Hunting Shadow Data: A Guide for Security and Compliance Teams
Originally written by Sentra.
What is Shadow Data?
Shadow data is any organizational data that has been copied, backed up or is otherwise stored such that it is not subject to your organization’s centralized (and secured) data management framework. For example, shadow data may not be housed according to your preferred security structure. It may not be subject to your access control limitations, or visible to the tools you use to monitor and log data access.
Shadow data is the ultimate ‘known unknown’. You know it exists, but you don’t know where it is exactly. And, more importantly, because you don’t know how sensitive the data is you can’t protect it in the event of a breach.
Where Does Shadow Data Come From?
Whether it’s created inadvertently or on purpose, data that becomes shadow data is simply data in the wrong place, at the wrong time.

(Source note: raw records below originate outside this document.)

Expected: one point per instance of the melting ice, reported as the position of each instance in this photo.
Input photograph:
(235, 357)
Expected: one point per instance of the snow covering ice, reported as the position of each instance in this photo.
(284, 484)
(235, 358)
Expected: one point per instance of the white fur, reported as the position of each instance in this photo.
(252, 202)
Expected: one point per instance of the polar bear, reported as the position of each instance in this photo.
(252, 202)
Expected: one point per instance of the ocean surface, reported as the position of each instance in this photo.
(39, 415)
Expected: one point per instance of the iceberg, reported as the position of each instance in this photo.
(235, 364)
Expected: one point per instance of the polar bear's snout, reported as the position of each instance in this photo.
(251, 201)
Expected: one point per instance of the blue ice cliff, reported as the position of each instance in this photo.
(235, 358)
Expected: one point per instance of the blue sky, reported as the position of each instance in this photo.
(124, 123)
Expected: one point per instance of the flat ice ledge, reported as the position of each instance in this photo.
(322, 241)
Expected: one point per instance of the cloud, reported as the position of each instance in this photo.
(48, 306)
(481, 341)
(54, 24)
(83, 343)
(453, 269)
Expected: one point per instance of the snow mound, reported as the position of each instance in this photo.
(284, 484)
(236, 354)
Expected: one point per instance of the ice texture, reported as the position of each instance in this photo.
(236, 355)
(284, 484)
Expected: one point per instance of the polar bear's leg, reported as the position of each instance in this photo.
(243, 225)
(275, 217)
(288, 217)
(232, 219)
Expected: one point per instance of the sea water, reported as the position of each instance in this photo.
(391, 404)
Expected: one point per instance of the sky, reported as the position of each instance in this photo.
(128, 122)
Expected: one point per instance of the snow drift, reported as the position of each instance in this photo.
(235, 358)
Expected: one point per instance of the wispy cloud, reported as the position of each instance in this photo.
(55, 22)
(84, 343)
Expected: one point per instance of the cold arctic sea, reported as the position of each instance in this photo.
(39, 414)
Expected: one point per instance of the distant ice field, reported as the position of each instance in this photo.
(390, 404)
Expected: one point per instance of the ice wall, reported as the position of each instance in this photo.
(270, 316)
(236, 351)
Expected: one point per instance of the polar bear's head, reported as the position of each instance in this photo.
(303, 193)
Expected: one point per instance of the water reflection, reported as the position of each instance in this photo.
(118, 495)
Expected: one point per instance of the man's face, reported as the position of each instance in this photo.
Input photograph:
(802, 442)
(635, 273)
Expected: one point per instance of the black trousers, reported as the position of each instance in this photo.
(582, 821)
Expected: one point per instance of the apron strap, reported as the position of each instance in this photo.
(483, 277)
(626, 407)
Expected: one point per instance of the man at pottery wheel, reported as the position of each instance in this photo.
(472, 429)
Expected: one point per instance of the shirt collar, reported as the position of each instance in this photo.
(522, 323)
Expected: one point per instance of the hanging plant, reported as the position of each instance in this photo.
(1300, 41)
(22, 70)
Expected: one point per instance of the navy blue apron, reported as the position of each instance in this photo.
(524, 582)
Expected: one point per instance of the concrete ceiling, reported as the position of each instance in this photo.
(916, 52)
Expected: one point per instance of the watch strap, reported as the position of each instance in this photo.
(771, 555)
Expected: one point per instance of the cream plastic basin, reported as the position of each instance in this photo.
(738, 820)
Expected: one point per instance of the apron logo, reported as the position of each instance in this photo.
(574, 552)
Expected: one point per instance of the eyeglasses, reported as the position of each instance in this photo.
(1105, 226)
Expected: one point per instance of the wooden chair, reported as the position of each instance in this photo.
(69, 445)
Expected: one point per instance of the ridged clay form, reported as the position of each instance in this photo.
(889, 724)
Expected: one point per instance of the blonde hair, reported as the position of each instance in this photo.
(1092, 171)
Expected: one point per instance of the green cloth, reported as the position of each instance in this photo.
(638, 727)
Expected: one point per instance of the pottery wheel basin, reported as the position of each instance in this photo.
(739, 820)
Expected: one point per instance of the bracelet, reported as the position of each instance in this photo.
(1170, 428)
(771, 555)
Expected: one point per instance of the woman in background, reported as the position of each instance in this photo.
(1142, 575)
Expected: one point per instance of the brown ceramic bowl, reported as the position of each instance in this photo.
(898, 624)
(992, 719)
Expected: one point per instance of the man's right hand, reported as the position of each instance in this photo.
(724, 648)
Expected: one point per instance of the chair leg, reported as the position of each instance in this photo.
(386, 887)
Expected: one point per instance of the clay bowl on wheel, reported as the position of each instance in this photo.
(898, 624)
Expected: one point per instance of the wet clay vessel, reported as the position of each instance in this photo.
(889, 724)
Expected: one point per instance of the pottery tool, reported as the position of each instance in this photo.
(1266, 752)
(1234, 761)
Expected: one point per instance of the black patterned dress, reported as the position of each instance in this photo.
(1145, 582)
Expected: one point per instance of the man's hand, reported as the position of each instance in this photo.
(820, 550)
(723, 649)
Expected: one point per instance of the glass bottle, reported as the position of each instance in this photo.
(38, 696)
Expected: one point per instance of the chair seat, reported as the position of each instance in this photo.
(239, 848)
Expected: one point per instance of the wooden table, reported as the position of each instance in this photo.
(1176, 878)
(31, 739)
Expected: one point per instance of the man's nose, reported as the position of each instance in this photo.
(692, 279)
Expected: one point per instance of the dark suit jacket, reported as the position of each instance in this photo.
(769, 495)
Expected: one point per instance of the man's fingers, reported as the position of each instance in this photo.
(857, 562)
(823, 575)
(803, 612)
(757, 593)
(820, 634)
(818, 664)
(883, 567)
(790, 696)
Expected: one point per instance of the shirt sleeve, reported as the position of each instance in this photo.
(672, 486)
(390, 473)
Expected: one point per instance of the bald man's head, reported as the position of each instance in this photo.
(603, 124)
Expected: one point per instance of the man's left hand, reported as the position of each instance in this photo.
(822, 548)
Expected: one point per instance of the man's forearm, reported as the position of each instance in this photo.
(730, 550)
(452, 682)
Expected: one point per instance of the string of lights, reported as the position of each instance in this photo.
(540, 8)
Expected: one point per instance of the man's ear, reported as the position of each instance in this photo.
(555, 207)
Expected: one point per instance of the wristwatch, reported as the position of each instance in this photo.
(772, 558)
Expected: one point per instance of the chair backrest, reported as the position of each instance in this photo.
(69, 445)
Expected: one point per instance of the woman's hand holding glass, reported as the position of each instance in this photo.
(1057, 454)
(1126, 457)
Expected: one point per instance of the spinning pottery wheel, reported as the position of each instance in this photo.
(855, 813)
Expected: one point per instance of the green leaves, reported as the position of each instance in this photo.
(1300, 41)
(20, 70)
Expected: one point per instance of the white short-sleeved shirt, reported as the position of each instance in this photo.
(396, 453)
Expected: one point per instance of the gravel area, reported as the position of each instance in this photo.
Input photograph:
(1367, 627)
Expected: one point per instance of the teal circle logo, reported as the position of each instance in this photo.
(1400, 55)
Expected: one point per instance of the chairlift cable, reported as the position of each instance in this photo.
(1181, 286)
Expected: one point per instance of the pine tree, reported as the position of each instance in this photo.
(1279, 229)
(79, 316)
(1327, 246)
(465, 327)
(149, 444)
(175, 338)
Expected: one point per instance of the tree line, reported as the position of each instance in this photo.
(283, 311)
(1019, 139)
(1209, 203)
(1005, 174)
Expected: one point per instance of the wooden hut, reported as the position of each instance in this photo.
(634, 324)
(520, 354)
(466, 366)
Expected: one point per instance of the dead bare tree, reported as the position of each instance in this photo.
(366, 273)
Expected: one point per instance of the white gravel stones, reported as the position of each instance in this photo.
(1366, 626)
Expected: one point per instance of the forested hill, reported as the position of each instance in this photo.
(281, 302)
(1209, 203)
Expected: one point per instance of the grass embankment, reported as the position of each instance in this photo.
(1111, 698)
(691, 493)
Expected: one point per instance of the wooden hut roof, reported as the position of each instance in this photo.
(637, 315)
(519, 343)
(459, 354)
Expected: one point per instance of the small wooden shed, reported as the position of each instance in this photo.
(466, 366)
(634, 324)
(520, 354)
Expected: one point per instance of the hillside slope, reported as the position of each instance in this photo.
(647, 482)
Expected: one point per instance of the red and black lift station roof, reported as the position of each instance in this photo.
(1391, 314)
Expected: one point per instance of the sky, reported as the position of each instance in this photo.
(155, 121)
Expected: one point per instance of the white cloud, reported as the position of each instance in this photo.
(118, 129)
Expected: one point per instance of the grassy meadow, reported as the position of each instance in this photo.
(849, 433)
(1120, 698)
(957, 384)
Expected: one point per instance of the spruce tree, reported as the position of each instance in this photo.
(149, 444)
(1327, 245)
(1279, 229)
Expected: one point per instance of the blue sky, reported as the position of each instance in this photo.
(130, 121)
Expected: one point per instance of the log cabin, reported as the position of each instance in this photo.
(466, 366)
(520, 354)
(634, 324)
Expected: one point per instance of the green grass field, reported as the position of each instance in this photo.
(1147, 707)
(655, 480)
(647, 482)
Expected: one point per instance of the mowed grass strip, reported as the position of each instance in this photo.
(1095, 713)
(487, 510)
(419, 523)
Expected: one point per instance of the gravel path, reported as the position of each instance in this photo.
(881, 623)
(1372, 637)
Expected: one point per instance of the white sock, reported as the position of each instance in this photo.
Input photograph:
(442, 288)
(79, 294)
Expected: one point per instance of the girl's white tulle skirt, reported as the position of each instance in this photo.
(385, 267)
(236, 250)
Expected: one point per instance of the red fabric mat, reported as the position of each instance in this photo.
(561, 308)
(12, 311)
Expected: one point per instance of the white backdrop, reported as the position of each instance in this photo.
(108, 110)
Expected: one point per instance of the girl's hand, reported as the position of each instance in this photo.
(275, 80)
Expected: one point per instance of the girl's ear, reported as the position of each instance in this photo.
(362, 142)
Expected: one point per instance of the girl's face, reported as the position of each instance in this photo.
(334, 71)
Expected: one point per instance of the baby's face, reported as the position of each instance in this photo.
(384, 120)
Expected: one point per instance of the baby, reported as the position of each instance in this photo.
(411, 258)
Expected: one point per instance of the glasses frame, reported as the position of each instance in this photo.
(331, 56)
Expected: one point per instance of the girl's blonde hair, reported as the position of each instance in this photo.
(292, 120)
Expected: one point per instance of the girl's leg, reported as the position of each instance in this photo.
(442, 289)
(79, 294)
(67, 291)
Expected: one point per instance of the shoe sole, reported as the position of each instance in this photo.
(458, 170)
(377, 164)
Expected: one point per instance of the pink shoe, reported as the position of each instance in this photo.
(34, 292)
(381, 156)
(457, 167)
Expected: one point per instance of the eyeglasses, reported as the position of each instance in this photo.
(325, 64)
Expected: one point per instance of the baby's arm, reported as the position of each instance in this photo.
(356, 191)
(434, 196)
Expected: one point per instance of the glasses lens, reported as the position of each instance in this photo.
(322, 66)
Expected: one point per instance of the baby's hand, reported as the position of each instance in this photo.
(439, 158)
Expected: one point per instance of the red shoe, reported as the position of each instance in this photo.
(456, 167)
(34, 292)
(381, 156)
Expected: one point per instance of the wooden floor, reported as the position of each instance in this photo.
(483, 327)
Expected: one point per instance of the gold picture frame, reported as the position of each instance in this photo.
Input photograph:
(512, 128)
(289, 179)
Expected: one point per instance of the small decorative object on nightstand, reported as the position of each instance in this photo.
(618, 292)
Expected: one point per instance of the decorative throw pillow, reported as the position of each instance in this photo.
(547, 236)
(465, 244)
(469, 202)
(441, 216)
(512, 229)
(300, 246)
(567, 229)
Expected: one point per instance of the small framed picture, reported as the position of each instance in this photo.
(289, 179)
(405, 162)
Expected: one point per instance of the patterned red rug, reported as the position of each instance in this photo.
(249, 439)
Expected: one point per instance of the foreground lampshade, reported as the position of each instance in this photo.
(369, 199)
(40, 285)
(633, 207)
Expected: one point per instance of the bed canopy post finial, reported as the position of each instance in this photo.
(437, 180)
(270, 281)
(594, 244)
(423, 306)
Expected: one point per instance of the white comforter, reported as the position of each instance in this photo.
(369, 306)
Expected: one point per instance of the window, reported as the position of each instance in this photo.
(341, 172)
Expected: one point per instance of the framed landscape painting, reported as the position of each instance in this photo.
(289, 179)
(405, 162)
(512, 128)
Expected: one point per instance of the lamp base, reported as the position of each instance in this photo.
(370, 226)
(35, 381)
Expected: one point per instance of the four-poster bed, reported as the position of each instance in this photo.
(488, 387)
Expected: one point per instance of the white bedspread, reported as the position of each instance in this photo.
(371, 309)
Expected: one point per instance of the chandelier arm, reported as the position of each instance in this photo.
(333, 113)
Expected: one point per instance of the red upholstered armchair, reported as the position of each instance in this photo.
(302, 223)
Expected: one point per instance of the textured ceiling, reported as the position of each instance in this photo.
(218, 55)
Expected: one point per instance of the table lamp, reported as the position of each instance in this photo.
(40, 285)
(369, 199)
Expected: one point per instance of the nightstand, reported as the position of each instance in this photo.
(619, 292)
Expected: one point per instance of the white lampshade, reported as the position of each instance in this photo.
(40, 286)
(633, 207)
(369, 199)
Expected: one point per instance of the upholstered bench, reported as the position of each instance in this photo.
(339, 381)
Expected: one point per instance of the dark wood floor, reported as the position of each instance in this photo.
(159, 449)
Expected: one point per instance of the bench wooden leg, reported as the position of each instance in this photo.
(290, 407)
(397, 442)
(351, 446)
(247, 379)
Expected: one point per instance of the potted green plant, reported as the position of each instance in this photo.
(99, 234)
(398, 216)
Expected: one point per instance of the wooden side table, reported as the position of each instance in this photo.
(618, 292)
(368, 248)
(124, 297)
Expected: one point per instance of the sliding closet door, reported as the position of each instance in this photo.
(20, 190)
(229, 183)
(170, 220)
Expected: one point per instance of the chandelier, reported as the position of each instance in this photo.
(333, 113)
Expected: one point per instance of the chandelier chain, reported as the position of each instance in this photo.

Consider the classic example of customer data that was copied to a dev environment from production, to be used as test data – then was never erased or backed up to a less secure location. This data was secure in its organic location, and never intended to be copied – or at least not copied and forgotten. But this type of human error is common.
Another great example of where shadow data comes from is decommissioned legacy applications. What happens to historical customer data or PII when you port to a brand new application? It’s often just left sitting where it was originally stored, waiting to be deleted - or not.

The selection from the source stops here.